The base plate of the acorn barnacle Amphibalanus amphitrite (equivalent to Balanus amphitrite) is composed of hierarchically scaled, mutually aligned calcite grains, adhered to the substratum via layered cuticular tissue and protein. Acorn barnacles grow by expanding and lengthening their side plates, under which the cuticle is stretched, and adhesive proteins are secreted. In barnacles with mineralized base plates, such as A. amphitrite, a mineralization front follows behind, radially expanding the base plate at the periphery. In this study, we show that the new mineralization develops above the adhesion layers in a unique trilayered structure. Calcite crystallites in each of the layers have distinct sizes, varying from coarse-grained (>1 μm across) in the upper layer, to fine-grained (∼1 μm) in the middle layer, to nanoparticulate (∼40 nm) in the basal layer.
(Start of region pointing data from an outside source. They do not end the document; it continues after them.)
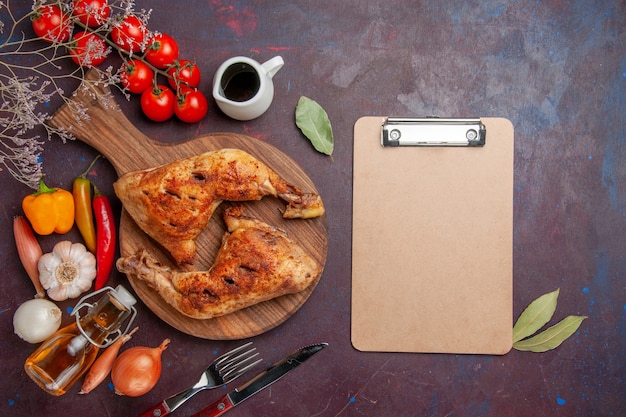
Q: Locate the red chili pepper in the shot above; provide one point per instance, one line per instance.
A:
(106, 238)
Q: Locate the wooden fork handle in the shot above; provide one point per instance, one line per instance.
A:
(158, 410)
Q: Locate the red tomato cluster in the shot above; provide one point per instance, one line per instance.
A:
(148, 56)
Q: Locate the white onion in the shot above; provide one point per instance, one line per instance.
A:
(35, 320)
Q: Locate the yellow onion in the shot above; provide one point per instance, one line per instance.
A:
(137, 370)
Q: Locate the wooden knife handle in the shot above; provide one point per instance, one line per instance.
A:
(218, 408)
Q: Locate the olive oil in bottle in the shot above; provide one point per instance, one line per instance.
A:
(66, 355)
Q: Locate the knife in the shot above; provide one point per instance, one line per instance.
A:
(259, 382)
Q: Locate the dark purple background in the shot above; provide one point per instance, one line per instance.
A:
(556, 69)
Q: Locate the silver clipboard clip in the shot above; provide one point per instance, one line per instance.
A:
(397, 131)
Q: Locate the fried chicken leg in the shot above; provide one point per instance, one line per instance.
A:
(256, 262)
(173, 203)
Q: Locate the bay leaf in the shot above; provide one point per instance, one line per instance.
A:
(551, 337)
(314, 123)
(535, 316)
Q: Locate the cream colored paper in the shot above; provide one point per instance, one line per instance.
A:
(432, 244)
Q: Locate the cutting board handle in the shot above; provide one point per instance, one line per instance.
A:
(107, 129)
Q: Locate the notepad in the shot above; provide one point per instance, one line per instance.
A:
(432, 243)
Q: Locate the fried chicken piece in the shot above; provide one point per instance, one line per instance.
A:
(256, 262)
(173, 203)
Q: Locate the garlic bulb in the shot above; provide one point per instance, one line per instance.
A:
(67, 271)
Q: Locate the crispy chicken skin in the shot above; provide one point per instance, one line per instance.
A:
(173, 203)
(256, 262)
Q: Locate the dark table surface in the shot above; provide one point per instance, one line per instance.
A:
(556, 69)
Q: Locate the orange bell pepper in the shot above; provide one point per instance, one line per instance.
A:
(49, 210)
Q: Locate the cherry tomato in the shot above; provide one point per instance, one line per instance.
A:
(92, 13)
(186, 72)
(162, 51)
(191, 105)
(136, 76)
(51, 24)
(158, 103)
(129, 34)
(88, 49)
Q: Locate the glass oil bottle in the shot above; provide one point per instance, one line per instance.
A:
(66, 355)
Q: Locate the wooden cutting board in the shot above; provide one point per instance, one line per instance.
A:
(112, 134)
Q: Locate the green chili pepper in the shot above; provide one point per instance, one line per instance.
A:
(81, 189)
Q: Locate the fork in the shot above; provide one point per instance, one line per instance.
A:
(223, 370)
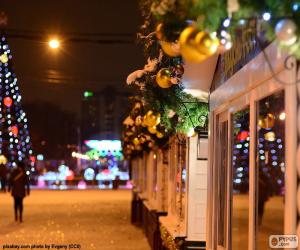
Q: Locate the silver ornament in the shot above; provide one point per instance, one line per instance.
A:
(285, 31)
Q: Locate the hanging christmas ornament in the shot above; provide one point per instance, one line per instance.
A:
(151, 120)
(285, 31)
(188, 45)
(142, 139)
(171, 113)
(137, 105)
(152, 130)
(179, 69)
(159, 31)
(159, 135)
(4, 58)
(206, 43)
(270, 136)
(163, 78)
(14, 130)
(267, 122)
(7, 101)
(138, 121)
(136, 141)
(171, 49)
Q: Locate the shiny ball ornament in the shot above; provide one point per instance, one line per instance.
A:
(159, 31)
(171, 49)
(151, 120)
(14, 130)
(138, 121)
(179, 69)
(142, 140)
(159, 135)
(137, 105)
(4, 58)
(206, 44)
(285, 31)
(188, 45)
(8, 101)
(163, 78)
(270, 136)
(152, 130)
(267, 122)
(136, 141)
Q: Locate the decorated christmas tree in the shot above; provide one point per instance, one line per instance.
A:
(15, 142)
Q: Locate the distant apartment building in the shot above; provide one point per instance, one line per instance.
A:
(103, 113)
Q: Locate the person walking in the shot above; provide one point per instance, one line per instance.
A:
(3, 177)
(19, 186)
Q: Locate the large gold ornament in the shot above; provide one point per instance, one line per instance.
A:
(152, 130)
(4, 58)
(267, 122)
(136, 141)
(159, 135)
(197, 46)
(170, 48)
(152, 120)
(163, 78)
(188, 45)
(138, 120)
(206, 44)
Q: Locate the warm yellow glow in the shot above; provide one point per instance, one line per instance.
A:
(282, 116)
(54, 43)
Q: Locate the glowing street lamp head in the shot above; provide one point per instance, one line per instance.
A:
(54, 43)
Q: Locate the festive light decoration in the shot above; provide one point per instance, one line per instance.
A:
(4, 58)
(188, 45)
(7, 101)
(163, 78)
(171, 49)
(15, 141)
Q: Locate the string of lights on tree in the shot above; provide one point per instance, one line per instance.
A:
(15, 142)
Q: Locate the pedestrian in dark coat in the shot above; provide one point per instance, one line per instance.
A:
(19, 185)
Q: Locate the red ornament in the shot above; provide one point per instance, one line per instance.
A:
(243, 135)
(14, 130)
(8, 101)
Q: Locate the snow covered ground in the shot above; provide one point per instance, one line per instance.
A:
(94, 219)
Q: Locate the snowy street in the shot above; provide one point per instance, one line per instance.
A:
(93, 219)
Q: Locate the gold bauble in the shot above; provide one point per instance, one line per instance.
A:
(159, 31)
(152, 130)
(142, 139)
(136, 141)
(138, 120)
(163, 78)
(270, 136)
(171, 49)
(159, 135)
(137, 105)
(179, 69)
(188, 45)
(206, 44)
(4, 58)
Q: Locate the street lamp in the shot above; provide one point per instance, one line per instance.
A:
(54, 43)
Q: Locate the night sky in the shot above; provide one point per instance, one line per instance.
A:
(60, 77)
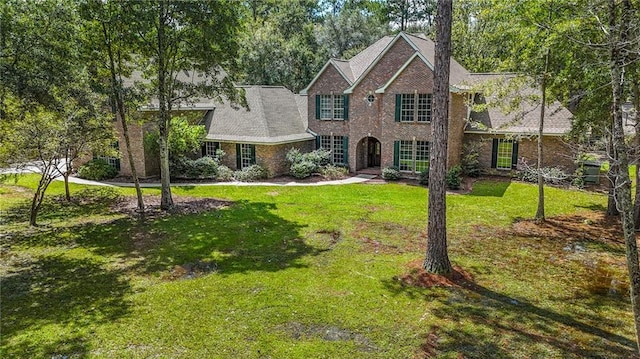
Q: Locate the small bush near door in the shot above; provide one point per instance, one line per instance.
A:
(97, 170)
(391, 173)
(454, 177)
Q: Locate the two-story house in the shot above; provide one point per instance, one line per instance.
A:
(374, 110)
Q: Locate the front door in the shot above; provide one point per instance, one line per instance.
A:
(373, 152)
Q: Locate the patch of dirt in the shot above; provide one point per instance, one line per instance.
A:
(588, 226)
(191, 270)
(334, 236)
(418, 277)
(429, 348)
(328, 333)
(409, 241)
(181, 205)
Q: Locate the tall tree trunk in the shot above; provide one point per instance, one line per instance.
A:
(67, 193)
(612, 209)
(623, 182)
(38, 196)
(166, 201)
(437, 257)
(636, 105)
(543, 89)
(116, 83)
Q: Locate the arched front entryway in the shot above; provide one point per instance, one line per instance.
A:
(369, 150)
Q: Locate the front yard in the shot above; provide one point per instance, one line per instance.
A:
(310, 272)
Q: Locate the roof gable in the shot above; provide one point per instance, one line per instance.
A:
(415, 56)
(339, 65)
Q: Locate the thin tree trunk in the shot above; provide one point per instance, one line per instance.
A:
(623, 182)
(67, 193)
(43, 184)
(437, 258)
(612, 209)
(636, 106)
(166, 201)
(116, 84)
(543, 89)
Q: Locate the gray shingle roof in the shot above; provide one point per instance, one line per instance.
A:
(523, 119)
(273, 117)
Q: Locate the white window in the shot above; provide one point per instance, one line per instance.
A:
(407, 111)
(338, 107)
(424, 107)
(413, 107)
(246, 155)
(335, 144)
(210, 148)
(505, 154)
(412, 156)
(325, 107)
(422, 156)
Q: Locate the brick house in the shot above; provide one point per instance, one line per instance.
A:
(374, 111)
(273, 123)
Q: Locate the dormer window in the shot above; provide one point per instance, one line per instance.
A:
(332, 107)
(413, 107)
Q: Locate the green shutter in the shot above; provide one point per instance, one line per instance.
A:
(345, 100)
(238, 158)
(345, 149)
(396, 154)
(494, 153)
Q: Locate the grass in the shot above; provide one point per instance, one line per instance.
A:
(300, 272)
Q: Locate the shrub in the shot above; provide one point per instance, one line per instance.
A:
(553, 175)
(391, 173)
(302, 169)
(294, 156)
(454, 177)
(250, 174)
(334, 172)
(423, 177)
(471, 160)
(305, 164)
(97, 170)
(320, 157)
(224, 173)
(204, 167)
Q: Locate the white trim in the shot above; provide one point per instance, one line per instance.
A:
(406, 64)
(377, 59)
(475, 132)
(330, 62)
(260, 142)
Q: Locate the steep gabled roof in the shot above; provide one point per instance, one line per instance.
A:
(523, 120)
(273, 117)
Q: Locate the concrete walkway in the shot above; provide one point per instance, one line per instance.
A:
(355, 179)
(72, 179)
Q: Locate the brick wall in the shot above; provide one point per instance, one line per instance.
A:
(271, 157)
(555, 152)
(378, 119)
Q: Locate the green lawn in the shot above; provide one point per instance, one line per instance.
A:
(305, 272)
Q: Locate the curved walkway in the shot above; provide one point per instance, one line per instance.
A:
(355, 179)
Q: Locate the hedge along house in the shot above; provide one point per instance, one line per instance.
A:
(374, 110)
(274, 122)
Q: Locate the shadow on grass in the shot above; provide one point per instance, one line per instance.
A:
(595, 207)
(490, 188)
(89, 201)
(482, 323)
(58, 298)
(246, 236)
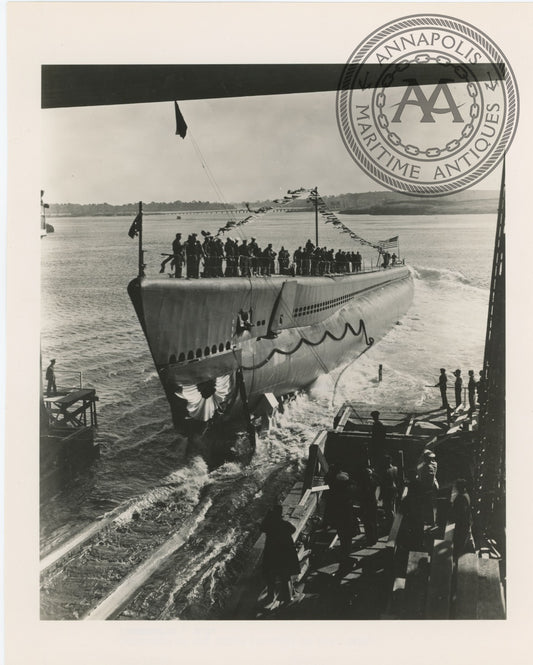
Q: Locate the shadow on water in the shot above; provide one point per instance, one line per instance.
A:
(81, 481)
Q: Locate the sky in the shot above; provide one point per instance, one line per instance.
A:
(254, 148)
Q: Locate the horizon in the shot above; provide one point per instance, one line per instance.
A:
(210, 201)
(236, 149)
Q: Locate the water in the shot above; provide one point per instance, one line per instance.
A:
(154, 478)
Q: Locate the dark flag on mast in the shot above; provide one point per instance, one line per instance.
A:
(136, 226)
(181, 125)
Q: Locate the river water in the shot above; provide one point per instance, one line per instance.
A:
(155, 479)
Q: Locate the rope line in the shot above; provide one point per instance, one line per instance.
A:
(362, 329)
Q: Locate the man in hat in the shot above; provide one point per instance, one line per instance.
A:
(458, 387)
(177, 250)
(377, 440)
(51, 378)
(471, 391)
(194, 252)
(442, 383)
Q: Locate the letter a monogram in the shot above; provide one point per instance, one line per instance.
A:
(427, 106)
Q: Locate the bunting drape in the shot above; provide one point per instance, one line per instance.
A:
(312, 196)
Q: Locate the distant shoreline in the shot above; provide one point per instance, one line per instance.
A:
(366, 203)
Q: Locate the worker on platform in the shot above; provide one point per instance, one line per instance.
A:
(427, 477)
(178, 252)
(194, 252)
(471, 391)
(341, 515)
(377, 441)
(481, 388)
(280, 559)
(369, 505)
(463, 542)
(389, 488)
(442, 384)
(283, 261)
(51, 388)
(458, 387)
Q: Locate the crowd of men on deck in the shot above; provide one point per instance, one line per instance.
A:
(247, 258)
(381, 480)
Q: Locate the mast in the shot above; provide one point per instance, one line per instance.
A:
(141, 253)
(489, 495)
(316, 215)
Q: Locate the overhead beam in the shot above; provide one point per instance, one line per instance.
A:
(98, 85)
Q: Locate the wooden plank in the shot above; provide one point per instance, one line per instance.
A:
(396, 524)
(343, 419)
(490, 597)
(67, 400)
(396, 601)
(117, 599)
(440, 580)
(415, 586)
(467, 587)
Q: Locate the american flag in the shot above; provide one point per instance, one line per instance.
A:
(391, 243)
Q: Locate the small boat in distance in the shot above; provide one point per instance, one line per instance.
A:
(45, 227)
(43, 215)
(222, 345)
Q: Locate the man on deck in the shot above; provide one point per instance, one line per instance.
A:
(442, 383)
(51, 379)
(377, 441)
(178, 255)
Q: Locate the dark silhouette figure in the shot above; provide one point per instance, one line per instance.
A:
(51, 388)
(411, 534)
(463, 541)
(280, 559)
(471, 391)
(369, 505)
(389, 487)
(377, 441)
(427, 477)
(481, 389)
(341, 515)
(442, 383)
(178, 255)
(458, 387)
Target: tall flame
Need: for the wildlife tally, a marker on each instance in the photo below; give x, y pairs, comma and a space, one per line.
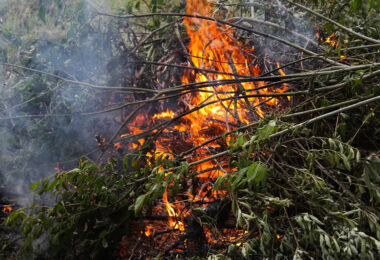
216, 55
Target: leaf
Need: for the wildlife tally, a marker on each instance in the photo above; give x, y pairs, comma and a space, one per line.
34, 185
356, 4
139, 203
104, 243
42, 14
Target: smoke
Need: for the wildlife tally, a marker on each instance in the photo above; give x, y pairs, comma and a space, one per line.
41, 122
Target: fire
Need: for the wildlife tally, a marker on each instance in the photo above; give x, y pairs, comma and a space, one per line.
212, 47
7, 209
166, 114
148, 230
173, 217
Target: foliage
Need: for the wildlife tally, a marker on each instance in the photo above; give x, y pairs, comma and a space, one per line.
298, 188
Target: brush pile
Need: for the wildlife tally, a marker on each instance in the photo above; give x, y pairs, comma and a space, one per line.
242, 131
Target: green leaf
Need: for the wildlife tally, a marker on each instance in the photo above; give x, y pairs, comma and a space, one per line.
356, 4
139, 203
34, 185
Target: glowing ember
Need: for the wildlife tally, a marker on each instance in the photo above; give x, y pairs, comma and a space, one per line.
7, 209
172, 214
212, 47
148, 230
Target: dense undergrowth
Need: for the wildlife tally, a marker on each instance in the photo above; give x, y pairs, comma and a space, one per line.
305, 183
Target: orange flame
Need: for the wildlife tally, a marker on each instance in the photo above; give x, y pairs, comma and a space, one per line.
217, 55
148, 230
173, 216
7, 209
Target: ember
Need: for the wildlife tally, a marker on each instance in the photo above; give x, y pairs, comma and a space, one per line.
212, 47
7, 209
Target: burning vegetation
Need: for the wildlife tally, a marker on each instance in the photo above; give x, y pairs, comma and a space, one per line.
212, 144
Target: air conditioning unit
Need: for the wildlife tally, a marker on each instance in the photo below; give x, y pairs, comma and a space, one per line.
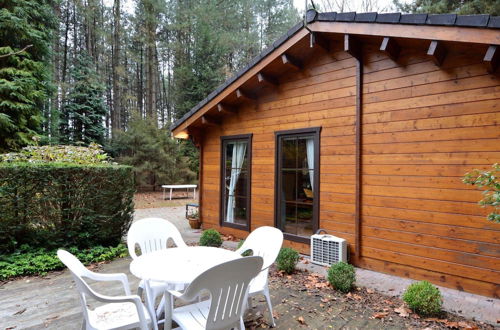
327, 249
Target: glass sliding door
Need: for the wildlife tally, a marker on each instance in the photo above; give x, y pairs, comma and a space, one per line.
235, 181
297, 187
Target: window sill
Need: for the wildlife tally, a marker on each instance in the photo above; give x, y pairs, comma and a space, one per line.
235, 226
298, 239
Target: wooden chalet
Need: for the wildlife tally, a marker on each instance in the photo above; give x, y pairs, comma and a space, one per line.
363, 125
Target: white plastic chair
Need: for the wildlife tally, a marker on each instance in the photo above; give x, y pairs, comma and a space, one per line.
227, 285
264, 242
152, 234
120, 312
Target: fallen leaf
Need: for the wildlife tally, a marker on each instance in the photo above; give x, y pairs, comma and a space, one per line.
20, 311
451, 325
466, 325
403, 311
380, 315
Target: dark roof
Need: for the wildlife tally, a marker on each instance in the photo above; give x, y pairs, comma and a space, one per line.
478, 21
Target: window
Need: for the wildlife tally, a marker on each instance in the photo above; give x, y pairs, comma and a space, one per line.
236, 155
297, 183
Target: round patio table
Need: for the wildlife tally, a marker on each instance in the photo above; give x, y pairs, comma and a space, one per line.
178, 266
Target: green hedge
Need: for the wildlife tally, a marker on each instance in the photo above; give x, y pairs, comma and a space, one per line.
52, 205
28, 261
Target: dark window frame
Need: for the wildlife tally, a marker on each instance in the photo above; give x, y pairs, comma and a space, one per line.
223, 142
316, 132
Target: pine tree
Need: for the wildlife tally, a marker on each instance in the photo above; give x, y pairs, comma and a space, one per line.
155, 155
83, 114
463, 7
26, 28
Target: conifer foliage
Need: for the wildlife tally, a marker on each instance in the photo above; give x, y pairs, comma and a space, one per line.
26, 28
82, 118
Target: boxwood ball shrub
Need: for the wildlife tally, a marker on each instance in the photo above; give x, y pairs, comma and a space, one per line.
423, 298
287, 260
246, 253
342, 276
55, 205
210, 237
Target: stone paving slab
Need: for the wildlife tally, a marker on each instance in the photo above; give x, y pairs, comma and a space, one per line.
52, 302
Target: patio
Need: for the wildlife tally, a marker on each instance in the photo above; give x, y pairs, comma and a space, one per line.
52, 303
302, 300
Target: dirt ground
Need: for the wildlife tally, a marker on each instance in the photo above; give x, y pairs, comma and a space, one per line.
154, 199
306, 301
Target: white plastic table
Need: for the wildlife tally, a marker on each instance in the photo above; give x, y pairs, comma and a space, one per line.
178, 266
178, 186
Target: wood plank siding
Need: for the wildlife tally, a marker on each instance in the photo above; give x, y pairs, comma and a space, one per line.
423, 127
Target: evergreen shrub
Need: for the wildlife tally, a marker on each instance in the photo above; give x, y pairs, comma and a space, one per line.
287, 260
423, 298
54, 205
210, 237
246, 253
28, 261
342, 276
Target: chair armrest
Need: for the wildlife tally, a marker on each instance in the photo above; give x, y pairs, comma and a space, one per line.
181, 296
119, 277
134, 299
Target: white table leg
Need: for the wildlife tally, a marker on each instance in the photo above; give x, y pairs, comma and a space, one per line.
150, 305
168, 311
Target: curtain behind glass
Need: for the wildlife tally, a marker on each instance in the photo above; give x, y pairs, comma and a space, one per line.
310, 160
239, 149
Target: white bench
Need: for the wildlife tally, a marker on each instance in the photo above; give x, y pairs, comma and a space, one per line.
179, 186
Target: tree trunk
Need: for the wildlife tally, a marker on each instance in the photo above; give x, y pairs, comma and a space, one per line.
117, 99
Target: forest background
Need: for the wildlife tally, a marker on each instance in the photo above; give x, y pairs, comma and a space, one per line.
76, 72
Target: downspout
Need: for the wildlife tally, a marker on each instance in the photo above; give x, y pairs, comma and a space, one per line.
310, 17
359, 136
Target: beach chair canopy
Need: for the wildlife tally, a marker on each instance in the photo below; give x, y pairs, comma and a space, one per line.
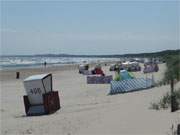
124, 75
36, 86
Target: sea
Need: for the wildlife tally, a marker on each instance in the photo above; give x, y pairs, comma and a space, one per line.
19, 62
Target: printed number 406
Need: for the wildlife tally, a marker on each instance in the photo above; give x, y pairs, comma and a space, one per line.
35, 91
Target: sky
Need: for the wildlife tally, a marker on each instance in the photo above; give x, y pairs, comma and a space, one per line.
84, 27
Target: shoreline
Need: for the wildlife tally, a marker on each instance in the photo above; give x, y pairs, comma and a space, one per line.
25, 72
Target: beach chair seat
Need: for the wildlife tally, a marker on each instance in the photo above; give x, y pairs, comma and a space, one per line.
130, 85
99, 79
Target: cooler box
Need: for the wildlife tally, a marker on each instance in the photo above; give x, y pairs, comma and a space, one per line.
40, 98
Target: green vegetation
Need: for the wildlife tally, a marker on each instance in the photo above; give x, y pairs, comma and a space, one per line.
165, 101
172, 75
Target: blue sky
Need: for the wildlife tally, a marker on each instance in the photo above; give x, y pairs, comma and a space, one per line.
88, 27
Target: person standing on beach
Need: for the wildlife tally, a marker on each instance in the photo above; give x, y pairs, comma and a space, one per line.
45, 64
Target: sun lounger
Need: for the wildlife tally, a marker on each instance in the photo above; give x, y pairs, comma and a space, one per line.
98, 79
130, 85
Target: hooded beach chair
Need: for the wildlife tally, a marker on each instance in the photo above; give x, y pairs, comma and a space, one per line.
40, 98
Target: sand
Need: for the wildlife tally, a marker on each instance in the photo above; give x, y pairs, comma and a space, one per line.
85, 109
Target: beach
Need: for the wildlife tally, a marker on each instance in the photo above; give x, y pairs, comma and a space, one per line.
86, 109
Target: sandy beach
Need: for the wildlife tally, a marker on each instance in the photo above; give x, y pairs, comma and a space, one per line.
85, 109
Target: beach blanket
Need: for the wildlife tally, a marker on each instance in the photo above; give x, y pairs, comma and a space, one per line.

The fine-grained crystallites dominate the growth front, comprising the bulk of the shell at the periphery, with later coarse grain development on the top of the base plate (toward the barnacle interior) and nanocrystalline calcite templating underneath in contact with the cuticle/protein layer. While the coarse-grained calcite on the upper surface contains a range of crystal orientations, the underlying fine-grained and nanocrystalline calcite are mutually oriented to within a few degrees of each other. Electron diffraction and X-ray absorption spectroscopy confirm that all of the crystallites are calcite, and metastable aragonite or amorphous calcium carbonate (ACC) phases are not observed. The complex morphology of the leading edge of the base plate suggests that crystallization initiates with the emplacement of mutually aligned fine-grained calcite, followed by the accumulation of coarser grains above and nucleation of highly oriented nanocrystalline grains below.